Yes, the first day of spring…You see, as I explained to the psychiatrist and the social workers, I already had my ticket to New York and it was non-refundable. Besides, an elderly friend, Papa Elmer, needed me. He was going to a funeral and what would he do without me? My persuasive powers were in full bloom.
I didn't tell them that I had, as yet, no place to stay in New York—that, in fact, I knew no one in New York. I didn't tell them that the funeral was in Budapest.
Actually, Papa Elmer and I had both planned to go to Budapest, but we didn't have enough money for both tickets. Since we already had the non-refundable tickets to New York, the plan was that I would go to New York and see Papa Elmer off and be there when he returned.
Perhaps Papa Elmer's being elderly was why he didn't see anything "crazy" about me. He did ask, "Do you have a place to stay in New York?" I assured him that I did, even though at the time I didn't know where. I was confident that "the way would open" because I felt I was supposed to go to New York. I had something Very Important to do there although I wasn't sure what that was either.
I continued to make plans while in The Mental Health Resource Center.

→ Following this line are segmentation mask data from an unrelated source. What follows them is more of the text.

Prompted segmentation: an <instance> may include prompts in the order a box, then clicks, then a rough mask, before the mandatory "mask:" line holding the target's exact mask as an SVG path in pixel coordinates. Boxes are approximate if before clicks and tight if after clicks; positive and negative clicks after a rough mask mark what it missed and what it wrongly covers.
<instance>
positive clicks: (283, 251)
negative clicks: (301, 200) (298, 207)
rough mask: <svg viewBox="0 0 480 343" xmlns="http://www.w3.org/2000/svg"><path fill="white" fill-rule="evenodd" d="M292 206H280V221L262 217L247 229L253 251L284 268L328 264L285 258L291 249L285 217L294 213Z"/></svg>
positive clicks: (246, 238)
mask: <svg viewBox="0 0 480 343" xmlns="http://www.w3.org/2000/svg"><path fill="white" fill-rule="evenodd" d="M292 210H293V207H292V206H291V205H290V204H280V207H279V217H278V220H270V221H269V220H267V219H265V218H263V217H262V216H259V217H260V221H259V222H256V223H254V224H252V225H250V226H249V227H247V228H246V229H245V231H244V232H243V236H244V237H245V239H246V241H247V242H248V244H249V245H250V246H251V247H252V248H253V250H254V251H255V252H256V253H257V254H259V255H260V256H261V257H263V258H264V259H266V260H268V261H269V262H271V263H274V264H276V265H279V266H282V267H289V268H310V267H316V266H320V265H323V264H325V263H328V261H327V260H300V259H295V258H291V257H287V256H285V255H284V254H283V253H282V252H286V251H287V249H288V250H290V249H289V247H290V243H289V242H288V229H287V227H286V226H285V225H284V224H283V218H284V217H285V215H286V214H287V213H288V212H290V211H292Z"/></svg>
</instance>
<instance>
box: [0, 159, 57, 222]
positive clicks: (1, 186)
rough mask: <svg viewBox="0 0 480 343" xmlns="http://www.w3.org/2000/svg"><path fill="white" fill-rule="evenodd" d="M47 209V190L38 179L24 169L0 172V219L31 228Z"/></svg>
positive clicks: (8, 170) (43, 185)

Recalling that my friend, Joel, used to live in New York, I thought maybe he had a friend with whom I might stay. I rang Joel and he, glad to be helpful, said he would call his friend, Tony, in New York. I carefully told him I would call him back. I didn't want him to know I was in The Mental Health Resource Center. When I rang back, Joel told me that it was arranged for me to stay with Tony's friend, Estelle. Now if I could just get out of this place in time to catch the plane!
While awaiting the release verdict, I made good use of the time by cheering up people and singing and dancing—although not overdoing the singing and dancing. I wasn't so high in "mania" that I didn't realize I needed to be a little discreet, lest my "mania" show too much.
The main person I cheered up was Arthur, a young black man. He said he was there for depression, feeling he was of no use to anyone. I told him that this was entirely wrong. He was, in fact, a Prince, I was positive. Prince Arthur, that's who he was, I said.
Well, Arthur believed me and his face began to glow. We became partners in cheering people up. Arthur was an artist and he drew pictures with verses on them: "He shall judge the poor of the people, he shall save the children of the needy..." and "I will praise thee, O Lord, among the people: I will sing unto thee among the nations."
As things turned out, Prince Arthur was also released on the first day of spring. This perfect timing enabled Papa Elmer and I to be driven to the airport by none other than Prince Arthur himself! I have a photo of the three of us having breakfast together at the airport and if you could see the picture, you would see that Prince Arthur's face did indeed glow and that he definitely was a Prince.
Prince Arthur said "Goodbye" to Papa Elmer and me and so, despite all efforts to detain me, I was off to New York City and the Statue of Liberty, keeper of dreams!